Mongol (2007) by Sergeij Bodrov


Mongol (2007)
di Sergeij Bodrov

Tadanobu Asano (Temudjin)
Honglei Sun (Jamukha)
Khulan Chuluun (Börte)
Aliya (Oelun - Temudjin's mother)
Baasanjav Mijid (Esugei - Temudjin's father)
Amadu Mamadakov (Targutai)
He Qi (Dai-Sechen)
Ben Hon Sun (Monk)


Un Khan è un capo, il capo dei mongoli. Quando questo viene a mancare si scatena la guerra tra bande per il sopravvento e non risparmia nessuno: neanche il piccolo Temudjin, figlio del Khan appena avvelenato da una tribù rivale, costretto a fuggire dal gruppo e pianificare il grande ritorno per riprendersi ciò che è suo: innanzitutto la moglie (scelta fin dalla tenera età secondo i voleri del padre e le esigenze diplomatiche della comunità), poi la leadership. Entra in collisione con il bambino che lo aiutò a liberarsi dalla trave che lo imprigionava, rompendone la fratellanza perché alcuni suoi combattenti decidono di passare sotto di lui: i mongoli sono liberi di scegliere il proprio capo e pazienza se ciò significherà una nuova guerra, un nuovo nemico, un personale tradimento.

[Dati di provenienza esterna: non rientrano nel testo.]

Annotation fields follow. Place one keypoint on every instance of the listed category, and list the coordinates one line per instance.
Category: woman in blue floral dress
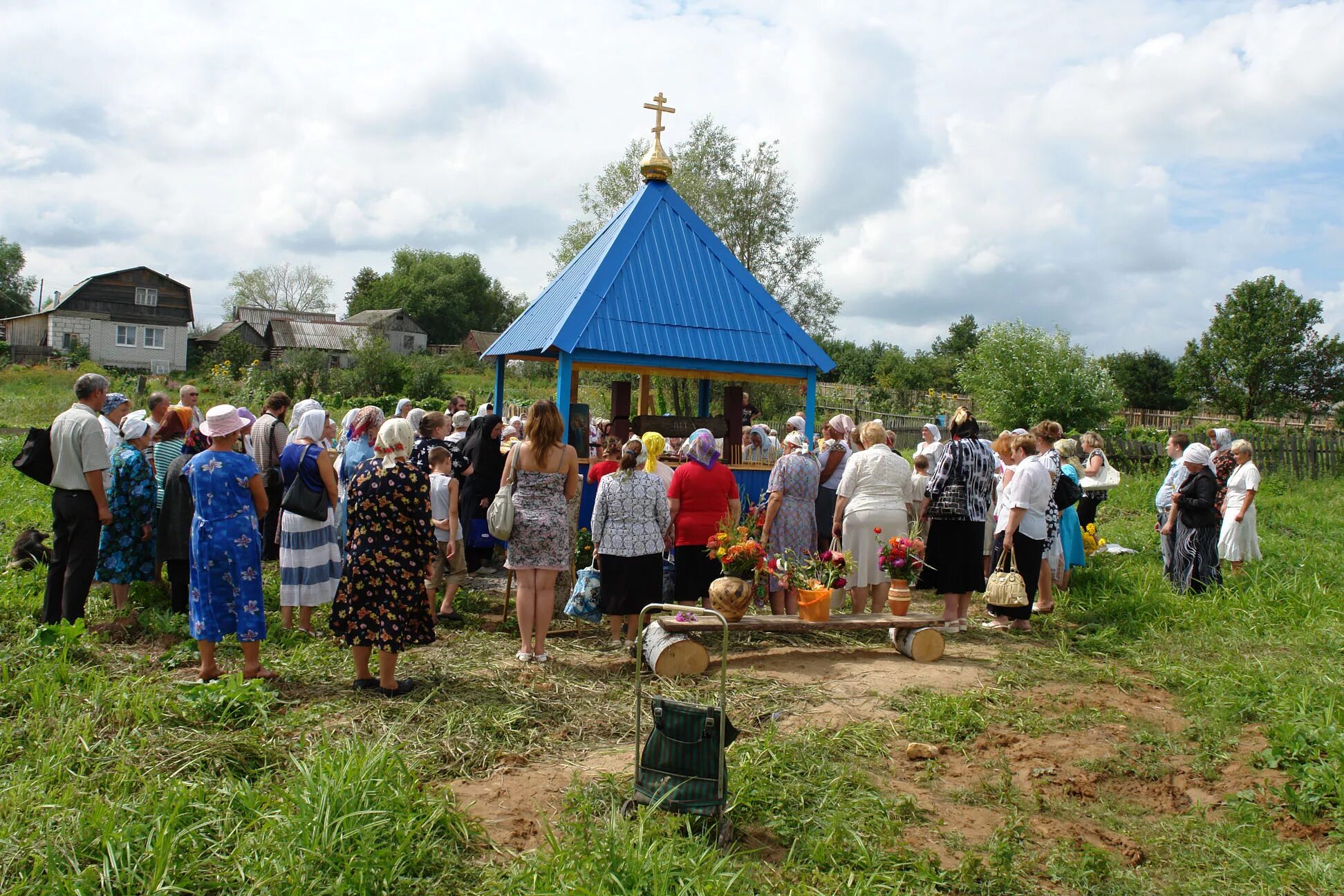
(226, 545)
(127, 547)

Ma quando, dopo l'ennesima trappola, Temudjin viene venduto come schiavo in un monastero, sarà l'amata a liberarlo a suon di denari. E al momento di calcare i campi innevati della pianura, Temudjin, ormai maturo, capisce che i mongoli hanno bisogno di un capo unico con regole e tradizioni ortodosse, davanti a cui inchinarsi e anche sacrificare la vita. Al grado di Khan aggiungerà il nome Gengis e sarà uno dei più valorosi e implacabili guerrieri della storia (40 milioni di morti).

Primo capitolo di una saga finora incompiuta su Gengis Khan (1162 - 1227), girato da Bodrov in coproduzione tra Russia, Germania e Kazakhstan. È un avvincente "eastern" ambientato nelle pianure innevate mongole, dove l'avventura e la morte la fanno da padrone, l'eroe è un oligarca e il resto è trionfo dello spirito popolare. Ogni combattente che vuole iniziare il proprio culto della personalità deve conquistarsi i diritti con la spada e col sangue.

La mentalità del branco, la simbologia del ristoro collettivo e l'identificazione con lo spirito animale (una volta a liberare il piccolo Temudjin dalla trave è un'entità divina invocata che lo scruta attraverso gli occhi di un lupo) sono l'unità di misura di un film straordinariamente russo, che riprende il rapporto simbiotico col territorio di Dersu Uzdala per dare il via ad un'epica umana medievale, vero spettacolo di colori. La narrazione e il ritmo reggono fino all'ultimo.

Certo che mettere come attore protagonista un giapponese (Tadanobu Asano), comunque all'altezza, fa storcere abbastanza il naso.